Cellular mechanisms of thromboxane A2-mediated contraction in pulmonary veins

Our objectives were to identify the relative contributions of [Ca2(+)](i) and myofilament Ca2+ sensitivity in the pulmonary venous smooth muscle ( PVSM) contractile response to the thromboxane A(2) mimetic U-46619 and to assess the roles of PKC, tyrosine kinases (TK), and Rho-kinase (ROK) in that response. We tested the hypothesis that U-46619-induced contraction in PVSM is mediated by both increases in [Ca2+](i) and myofilament Ca2+ sensitivity and that the PKC, TK, and ROK signaling pathways are involved. Isometric tension was measured in isolated endothelium-denuded ( E-) canine pulmonary venous ( PV) rings. In addition, [ Ca2+](i) and tension were simultaneously measured in fura-2-loaded E- PVSM strips. U-46619 (0.1 nM-1 mu M) caused dose-dependent ( P < 0.001) contraction in PV rings. U-46619 contraction was attenuated by inhibitors of L-type voltage-operated Ca2+ channels ( nifedipine, P < 0.001), inositol 1,4,5-trisphosphate- mediated Ca2+ release ( 2-aminoethoxydiphenylborate, P < 0.001), PKC ( bisindolylmaleimide I, P < 0.001), TK ( tyrphostin A-47, P = 0.014), and ROK ( Y-27632, P = 0.008).
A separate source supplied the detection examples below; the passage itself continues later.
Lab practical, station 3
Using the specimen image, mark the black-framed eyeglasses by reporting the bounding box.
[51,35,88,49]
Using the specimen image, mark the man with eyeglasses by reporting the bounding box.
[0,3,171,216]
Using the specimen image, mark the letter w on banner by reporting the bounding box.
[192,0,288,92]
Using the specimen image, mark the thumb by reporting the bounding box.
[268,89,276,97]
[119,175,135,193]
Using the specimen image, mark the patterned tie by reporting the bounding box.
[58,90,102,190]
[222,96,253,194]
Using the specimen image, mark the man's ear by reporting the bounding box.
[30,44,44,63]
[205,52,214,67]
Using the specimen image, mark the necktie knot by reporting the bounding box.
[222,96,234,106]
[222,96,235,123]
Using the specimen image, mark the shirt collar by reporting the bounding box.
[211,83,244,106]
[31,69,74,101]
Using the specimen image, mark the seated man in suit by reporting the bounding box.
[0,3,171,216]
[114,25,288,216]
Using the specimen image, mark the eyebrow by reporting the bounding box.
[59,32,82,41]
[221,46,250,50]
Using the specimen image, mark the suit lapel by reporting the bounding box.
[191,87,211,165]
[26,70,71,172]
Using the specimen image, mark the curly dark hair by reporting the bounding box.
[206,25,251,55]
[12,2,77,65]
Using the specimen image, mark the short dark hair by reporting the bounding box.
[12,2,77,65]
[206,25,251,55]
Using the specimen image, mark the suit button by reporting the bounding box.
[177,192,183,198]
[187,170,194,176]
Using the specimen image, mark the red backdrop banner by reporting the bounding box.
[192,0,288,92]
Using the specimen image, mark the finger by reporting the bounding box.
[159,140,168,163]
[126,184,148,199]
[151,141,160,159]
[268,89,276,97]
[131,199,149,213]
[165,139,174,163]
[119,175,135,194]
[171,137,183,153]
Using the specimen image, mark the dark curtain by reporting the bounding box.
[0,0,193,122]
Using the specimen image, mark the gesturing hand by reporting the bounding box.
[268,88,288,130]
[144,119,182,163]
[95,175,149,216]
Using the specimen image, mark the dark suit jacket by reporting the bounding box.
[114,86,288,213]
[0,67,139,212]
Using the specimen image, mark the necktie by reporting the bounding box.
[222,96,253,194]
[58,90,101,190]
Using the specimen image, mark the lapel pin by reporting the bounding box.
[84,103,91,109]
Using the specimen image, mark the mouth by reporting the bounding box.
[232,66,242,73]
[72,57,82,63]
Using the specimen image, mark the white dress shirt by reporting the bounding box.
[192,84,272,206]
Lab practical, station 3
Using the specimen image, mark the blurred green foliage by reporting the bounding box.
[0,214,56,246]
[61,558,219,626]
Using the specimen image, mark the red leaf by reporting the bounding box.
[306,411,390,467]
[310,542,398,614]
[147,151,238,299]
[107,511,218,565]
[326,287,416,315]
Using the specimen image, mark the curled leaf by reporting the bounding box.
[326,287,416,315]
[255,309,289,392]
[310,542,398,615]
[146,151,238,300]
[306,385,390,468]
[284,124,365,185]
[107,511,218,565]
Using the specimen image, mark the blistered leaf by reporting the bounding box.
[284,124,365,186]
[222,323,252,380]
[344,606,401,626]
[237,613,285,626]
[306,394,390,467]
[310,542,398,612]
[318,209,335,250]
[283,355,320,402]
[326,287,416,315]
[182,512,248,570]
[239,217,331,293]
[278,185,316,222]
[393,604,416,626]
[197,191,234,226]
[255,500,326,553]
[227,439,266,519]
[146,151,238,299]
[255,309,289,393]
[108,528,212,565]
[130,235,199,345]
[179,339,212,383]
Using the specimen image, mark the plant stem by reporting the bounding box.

In PV strips, U-46619 contraction was associated with increases in [Ca2+](i) and myofilament Ca2+ sensitivity. Both Ca2+ influx and release mediated the early transient increase in [ Ca2+](i), whereas the late sustained increase in [Ca2+](i) only involved Ca2+ influx. Inhibition of both PKC and ROK ( P = 0.006 and P = 0.002, respectively), but not TK, attenuated the U-46619-induced increase in myofilament Ca2+ sensitivity. These results suggest that U-46619 contraction is mediated by Ca2+ influx, Ca2+ release, and increased myofilament Ca2+ sensitivity. The PKC, TK, and ROK signaling pathways are involved in U-46619 contraction.